A baseball diamond is a square with 90 foot sides. How far must the third baseman throw the ball to make it to the first base?

Answer 1

Hint: Now we are given with a square ground of 90 foot side. Now we know that the third baseman is diagonally opposite to first base. Hence we have the distance between third baseman and first base as the diagonal of the square. Now we will find the length of the diagonal by using Pythagora's theorem in right angle triangle ABC.

Complete step-by-step answer:
Now let us say the first base is point A. Now let us draw a square ABCD. Now we know that the third baseman is at point C.

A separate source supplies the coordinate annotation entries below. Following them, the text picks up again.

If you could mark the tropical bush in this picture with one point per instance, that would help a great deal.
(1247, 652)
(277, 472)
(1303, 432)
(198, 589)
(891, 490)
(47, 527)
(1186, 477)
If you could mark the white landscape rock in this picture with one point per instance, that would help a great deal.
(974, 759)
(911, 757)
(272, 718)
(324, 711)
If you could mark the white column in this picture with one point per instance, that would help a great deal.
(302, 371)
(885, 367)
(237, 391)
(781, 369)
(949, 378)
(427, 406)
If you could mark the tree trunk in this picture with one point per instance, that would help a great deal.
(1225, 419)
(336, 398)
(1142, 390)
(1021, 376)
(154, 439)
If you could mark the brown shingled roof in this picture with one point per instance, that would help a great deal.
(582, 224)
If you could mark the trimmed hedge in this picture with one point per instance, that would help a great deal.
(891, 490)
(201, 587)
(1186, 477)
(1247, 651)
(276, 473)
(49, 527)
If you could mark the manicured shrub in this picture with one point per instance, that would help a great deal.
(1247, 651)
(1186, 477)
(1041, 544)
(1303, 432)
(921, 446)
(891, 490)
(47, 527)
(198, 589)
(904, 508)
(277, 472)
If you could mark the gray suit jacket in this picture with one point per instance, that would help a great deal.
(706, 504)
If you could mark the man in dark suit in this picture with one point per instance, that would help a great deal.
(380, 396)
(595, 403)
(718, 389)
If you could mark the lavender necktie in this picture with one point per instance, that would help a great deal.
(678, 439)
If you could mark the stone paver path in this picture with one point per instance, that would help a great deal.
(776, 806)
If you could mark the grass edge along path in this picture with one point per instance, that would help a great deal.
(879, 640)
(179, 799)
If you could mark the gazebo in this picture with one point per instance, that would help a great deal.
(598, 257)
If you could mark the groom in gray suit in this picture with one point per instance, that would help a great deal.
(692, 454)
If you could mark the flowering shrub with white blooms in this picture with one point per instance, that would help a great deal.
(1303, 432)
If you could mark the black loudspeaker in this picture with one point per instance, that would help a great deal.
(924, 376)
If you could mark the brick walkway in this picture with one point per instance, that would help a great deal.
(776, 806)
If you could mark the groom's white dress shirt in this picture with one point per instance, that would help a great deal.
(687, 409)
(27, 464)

Now to make it to the first base the third baseman will throw the ball along AC.
Hence we want to find the distance if AC.
Now we know that ABCD is a square. Hence we have angle B is ${{90}^{\circ }}$
Now this means that triangle ABC is a right angle triangle.
Hence we can apply the Pythagoras theorem.
Now by Pythagoras theorem we have, $A{{C}^{2}}=A{{B}^{2}}+B{{C}^{2}}$ .
Now since the sides of square are equal we have AB = BC.
Hence we get,
$\begin{align}
  & \Rightarrow A{{C}^{2}}=A{{B}^{2}}+A{{B}^{2}} \\
 & \Rightarrow A{{C}^{2}}=2A{{B}^{2}} \\
\end{align}$
Now substituting the value of side of square we get,
$\Rightarrow A{{C}^{2}}=2{{\left( 90 \right)}^{2}}$
Now taking square root in the above equation we get,
$\Rightarrow AC=90\sqrt{2}$
Hence the length of the diagonal is $90\sqrt{2}$ .
Hence the third baseman must throw the ball $90\sqrt{2}$ foot to reach the first baseman.

Note: Now note that we can directly solve the problem without using Pythagoras theorem. We know that for any square of length a the length of the diagonal is $\sqrt{2}a$ . Hence using this we can find the length of diagonal.